“Vol. Gewoonweg vol. Tot eind november! Elk weekend weer. Plezant, hé, en we hebben het echt gemist. Maar ja, ’t is vol!”
Ik kijk haar met een blik vol herkenning aan. Want ook mijn agenda krijgt dagelijks nieuwe input, en voorlopig wordt het nog vlotjes geslikt. Het is dan ook allemaal plezant, en we hebben zo veel moeten missen. Tijd om in te halen?
Tja, tijd is iets vreemd. Het is net als slaap. Het lijkt alsof je het kan inhalen door er extra van te nemen, maar dat kan nu eenmaal niet. Tijd die weg is, komt nooit meer terug. De verwachtingen waren dan ook al maandenlang hooggespannen. Uitnodigingen van trouwpartijen, communiefeestjes en ‘nieuwe voordeur’-vaten lagen – voorzien van drie laagjes Tippex ter hoogte van de datum – te wachten om tot bij hun bestemmeling te raken.
Ik ga hier mijn leeftijd niet verklappen, en dat doet ook totaal niets ter zake. Maar ik was pas 16 jaar geworden toen het nieuwe millennium gevierd moest worden. Heel veel jaren ervoor zong de betreurde kroonprins van de popmuziek – Prince himself – dat we eens een feestje gingen bouwen alsof het 1999 was. Het liedje werd in 1982 voor het eerst uitgebracht. 2000 kon volgens Prince wel eens het einde der tijden worden, dus zo plezant als in 1999 zou het een jaar later sowieso nooit meer zijn.
Ik zie me nog staan, op een megafuif in Westerlo, vlak voor het einde van 1999. We waren enkele minuten verwijderd van 2000 en hielden er rekening mee dat we terug naar de oertijd gingen door de gevreesde ‘milleniumbug’. De remix van het liedje van Prince, dat al enkele weken de verwachtingen rond het nieuwe millennium had opgezweept, schalde door de boxen: “2000 zero zero party over oops out of time. So tonight I’m gonna party like it’s 1999”.
Tja, het was 1999. De passoa smaakte net hetzelfde als voordien. Het was plezant, maar dat moment waar we zo lang naar uitkeken, bleek gewoon… een moment te zijn. Een aantal klokslagen verder zaten we in dat nieuwe millennium, en alle computers ter wereld bleken stand te hebben gehouden. De bus kwam enkele uren later, netjes op tijd. De hond lag thuis in zijn mand, en gelukkig had mijn mama nog een restje eten in de koelkast staan. Alles bleek hetzelfde.

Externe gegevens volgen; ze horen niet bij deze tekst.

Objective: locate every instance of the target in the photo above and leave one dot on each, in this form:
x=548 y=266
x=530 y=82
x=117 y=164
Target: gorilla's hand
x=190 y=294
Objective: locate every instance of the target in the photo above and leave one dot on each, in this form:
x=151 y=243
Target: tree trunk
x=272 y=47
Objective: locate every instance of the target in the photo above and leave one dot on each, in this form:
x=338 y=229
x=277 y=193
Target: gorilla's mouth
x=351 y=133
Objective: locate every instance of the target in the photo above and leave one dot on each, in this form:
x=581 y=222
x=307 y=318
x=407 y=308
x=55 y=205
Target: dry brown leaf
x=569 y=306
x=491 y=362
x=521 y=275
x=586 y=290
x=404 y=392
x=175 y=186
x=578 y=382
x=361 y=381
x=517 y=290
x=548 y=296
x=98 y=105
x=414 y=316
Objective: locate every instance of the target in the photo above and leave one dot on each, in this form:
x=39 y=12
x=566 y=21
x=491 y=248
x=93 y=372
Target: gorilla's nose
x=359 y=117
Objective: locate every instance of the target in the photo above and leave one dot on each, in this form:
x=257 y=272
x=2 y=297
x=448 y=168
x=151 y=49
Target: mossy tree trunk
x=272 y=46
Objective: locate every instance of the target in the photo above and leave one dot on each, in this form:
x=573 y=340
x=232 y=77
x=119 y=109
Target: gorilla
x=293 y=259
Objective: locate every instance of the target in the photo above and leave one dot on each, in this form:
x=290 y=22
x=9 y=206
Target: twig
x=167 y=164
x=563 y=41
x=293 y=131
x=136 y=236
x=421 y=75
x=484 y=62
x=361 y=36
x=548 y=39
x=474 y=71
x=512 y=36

Als we die periode door zijn, dàn… tja, ook dan heeft een agenda maar 365 vakjes in een jaar, en een dag 24 uur. “Mijn agenda slibt ook vol. En ik vind het ook superleuk. Maar weet je nog, vorig jaar, hoe rustig we het toen hadden.” Ik geef haar een knipoog, en begrip, en dank de hemel dat we elkaar weer zonder mondmasker mogen zien in buitenlucht. En een drukke agenda, awel, dat vond ik altijd al wel leuk. En ik ben blij dat er weer dingen op de planning staan.
Maar als het te veel is? Dan zing ik even mee met Prince: “I got a lion in my pocket, and baby he’s ready to roar.”